When it comes to using this theory in practice Carl Roger (the main name associated with the birth of this model) suggested that there were six conditions required for this model to bring about change.

• Psychological contact between worker and service user

• The service user to be in a state of incongruence (experienced as a sense of anxiety or distress)

• The worker congruent or integrated in the relationship.

• The worker has unconditional positive regard for the service user.

• The worker has an empathic understanding of the service's way of making sense of the world.

• The worker achieves some degree of success in communicating their empathic understanding and unconditional positive regard to the service user. (Rogers, 1957)

Rogers argued that if a worker was able to be congruent (true to themselves and their core values) and could make psychological contact with a service user in distress; if they were able to fully value the service user as a person in their own right; if they could connect with the service user well enough to see life from the service user’s point view; and if they were able to communicate both the fact that they value the service user and can see things from their point of view then that alone will be enough to bring about positive change.

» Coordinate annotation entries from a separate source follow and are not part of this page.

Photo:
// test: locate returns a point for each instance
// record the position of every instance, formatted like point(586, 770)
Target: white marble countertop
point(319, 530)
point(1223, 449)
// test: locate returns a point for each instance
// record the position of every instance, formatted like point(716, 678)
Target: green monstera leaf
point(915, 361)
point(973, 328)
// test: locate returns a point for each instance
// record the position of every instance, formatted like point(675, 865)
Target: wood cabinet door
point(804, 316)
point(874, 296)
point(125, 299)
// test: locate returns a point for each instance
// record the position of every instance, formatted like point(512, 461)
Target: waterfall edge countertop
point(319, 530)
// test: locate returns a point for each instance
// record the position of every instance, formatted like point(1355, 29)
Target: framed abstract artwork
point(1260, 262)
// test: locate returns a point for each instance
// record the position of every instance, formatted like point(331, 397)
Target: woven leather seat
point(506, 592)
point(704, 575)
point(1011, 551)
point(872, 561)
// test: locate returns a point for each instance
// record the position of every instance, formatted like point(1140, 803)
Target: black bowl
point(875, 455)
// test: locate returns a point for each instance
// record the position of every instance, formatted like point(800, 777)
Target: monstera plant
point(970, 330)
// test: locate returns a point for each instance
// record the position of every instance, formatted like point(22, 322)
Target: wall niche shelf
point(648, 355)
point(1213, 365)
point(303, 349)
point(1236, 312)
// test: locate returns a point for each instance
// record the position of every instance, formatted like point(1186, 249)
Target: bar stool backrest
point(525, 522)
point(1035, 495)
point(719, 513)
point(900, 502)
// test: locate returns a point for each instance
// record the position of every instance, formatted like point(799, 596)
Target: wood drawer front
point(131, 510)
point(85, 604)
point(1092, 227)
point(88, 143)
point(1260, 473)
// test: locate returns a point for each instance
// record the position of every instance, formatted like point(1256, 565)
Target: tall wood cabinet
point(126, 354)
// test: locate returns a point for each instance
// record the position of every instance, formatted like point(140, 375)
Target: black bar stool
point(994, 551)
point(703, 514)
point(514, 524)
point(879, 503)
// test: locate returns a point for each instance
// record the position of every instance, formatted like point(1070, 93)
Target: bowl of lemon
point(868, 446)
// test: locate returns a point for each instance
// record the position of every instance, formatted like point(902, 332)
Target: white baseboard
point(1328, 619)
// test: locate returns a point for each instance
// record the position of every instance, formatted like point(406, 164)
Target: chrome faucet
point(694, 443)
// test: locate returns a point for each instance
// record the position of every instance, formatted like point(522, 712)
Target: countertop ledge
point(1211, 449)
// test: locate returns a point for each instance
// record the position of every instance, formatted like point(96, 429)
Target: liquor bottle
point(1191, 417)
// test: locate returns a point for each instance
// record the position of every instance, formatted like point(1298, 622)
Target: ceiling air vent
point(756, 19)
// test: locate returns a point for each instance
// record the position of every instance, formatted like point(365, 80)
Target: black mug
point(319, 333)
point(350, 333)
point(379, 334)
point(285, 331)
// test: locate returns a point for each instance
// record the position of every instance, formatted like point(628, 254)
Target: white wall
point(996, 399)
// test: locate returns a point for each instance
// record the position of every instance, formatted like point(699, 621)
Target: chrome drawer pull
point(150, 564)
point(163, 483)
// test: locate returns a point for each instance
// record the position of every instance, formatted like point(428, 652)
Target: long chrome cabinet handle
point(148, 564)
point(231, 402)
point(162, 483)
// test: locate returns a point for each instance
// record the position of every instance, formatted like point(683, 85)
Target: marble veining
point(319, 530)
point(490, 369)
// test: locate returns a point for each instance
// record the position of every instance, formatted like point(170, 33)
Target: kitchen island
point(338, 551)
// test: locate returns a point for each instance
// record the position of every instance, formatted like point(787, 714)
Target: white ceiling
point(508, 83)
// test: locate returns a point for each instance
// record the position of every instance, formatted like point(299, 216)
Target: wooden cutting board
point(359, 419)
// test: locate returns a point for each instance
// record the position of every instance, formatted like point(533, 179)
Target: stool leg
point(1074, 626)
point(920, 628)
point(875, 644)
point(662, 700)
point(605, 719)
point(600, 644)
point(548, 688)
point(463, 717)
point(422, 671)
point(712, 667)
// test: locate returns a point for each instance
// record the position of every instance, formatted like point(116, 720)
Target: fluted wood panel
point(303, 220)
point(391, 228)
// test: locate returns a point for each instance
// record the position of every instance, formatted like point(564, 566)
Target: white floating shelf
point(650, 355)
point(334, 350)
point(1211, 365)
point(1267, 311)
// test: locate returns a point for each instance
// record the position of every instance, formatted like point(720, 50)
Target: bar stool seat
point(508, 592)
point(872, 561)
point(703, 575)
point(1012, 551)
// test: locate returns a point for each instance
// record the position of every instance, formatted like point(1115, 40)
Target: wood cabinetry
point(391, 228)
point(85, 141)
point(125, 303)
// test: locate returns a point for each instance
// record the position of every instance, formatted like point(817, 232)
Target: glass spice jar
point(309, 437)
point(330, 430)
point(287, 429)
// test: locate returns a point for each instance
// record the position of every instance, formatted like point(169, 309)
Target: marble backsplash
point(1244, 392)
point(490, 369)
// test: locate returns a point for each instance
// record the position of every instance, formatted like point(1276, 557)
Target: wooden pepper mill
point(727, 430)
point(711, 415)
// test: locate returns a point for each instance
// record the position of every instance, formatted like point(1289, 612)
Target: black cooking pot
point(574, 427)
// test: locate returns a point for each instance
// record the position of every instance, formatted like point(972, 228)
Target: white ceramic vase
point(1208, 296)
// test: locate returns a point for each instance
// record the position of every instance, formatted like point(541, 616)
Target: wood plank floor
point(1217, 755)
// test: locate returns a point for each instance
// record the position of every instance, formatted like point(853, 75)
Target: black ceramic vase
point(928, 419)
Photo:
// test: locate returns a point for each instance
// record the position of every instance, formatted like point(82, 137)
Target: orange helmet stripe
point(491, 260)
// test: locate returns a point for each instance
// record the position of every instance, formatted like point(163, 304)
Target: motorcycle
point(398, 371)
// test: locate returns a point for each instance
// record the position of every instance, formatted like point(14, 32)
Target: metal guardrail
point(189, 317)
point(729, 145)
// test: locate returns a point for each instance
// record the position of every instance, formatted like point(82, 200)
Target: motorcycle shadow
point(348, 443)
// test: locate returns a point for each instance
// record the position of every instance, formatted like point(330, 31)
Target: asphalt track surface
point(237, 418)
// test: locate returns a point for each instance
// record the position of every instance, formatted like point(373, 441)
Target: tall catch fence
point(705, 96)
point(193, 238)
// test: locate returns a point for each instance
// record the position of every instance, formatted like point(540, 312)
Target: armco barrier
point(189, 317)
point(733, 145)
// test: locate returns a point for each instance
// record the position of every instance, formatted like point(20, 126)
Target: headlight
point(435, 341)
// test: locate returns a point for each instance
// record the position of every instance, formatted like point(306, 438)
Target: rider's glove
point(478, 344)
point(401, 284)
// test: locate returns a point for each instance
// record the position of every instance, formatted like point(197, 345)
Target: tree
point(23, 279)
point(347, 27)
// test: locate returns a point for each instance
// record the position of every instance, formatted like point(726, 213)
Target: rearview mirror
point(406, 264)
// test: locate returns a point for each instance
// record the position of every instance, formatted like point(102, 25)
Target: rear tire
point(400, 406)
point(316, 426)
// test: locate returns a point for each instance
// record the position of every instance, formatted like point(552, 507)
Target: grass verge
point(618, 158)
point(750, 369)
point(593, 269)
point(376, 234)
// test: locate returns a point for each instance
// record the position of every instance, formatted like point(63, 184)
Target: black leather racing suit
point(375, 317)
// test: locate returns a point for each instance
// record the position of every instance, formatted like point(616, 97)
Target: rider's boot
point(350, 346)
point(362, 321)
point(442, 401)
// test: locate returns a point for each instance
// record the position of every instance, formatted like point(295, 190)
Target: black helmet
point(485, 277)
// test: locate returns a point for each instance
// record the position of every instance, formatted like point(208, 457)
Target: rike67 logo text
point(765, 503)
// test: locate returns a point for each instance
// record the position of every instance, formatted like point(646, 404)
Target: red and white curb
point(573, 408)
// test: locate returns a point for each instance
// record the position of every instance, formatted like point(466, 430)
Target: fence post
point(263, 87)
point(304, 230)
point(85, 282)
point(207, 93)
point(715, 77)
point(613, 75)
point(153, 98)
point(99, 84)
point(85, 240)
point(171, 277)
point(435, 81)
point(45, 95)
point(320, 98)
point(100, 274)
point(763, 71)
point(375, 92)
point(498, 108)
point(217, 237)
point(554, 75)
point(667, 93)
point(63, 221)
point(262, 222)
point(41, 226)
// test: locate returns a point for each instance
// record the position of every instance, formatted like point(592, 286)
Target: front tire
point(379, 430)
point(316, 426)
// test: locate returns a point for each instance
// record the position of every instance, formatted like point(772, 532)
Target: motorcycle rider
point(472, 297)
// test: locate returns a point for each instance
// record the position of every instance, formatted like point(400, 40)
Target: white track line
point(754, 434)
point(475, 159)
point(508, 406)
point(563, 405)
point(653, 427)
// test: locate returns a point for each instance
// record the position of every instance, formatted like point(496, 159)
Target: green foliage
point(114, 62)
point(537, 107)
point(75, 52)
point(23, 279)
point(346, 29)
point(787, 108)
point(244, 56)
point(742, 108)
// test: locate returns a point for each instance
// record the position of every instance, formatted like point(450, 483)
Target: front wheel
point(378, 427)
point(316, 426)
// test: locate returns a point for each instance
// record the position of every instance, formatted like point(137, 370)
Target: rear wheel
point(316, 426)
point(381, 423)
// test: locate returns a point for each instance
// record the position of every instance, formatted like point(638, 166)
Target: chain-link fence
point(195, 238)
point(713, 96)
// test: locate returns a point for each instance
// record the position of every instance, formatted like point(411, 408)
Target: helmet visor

In practice Person Centred theory is applied in its purest form in non-directive person centred counselling. Here the worker seeks to listen with acceptance to whatever the person brings. The worker seeks not to challenge or change anything about the person or how they see the world, but only to empathetically understand the person’s view of the world. Key to this is the belief that by doing this the innate, natural drive to fully express all that is best in us will be set free by being accepted and understood by another human being.

The reality of social work practice is that social workers rarely have the time or the responsibility to offer person centred counselling. Social workers use the person centred approach in a more general way, as an underpinning principle rather than in its purest form.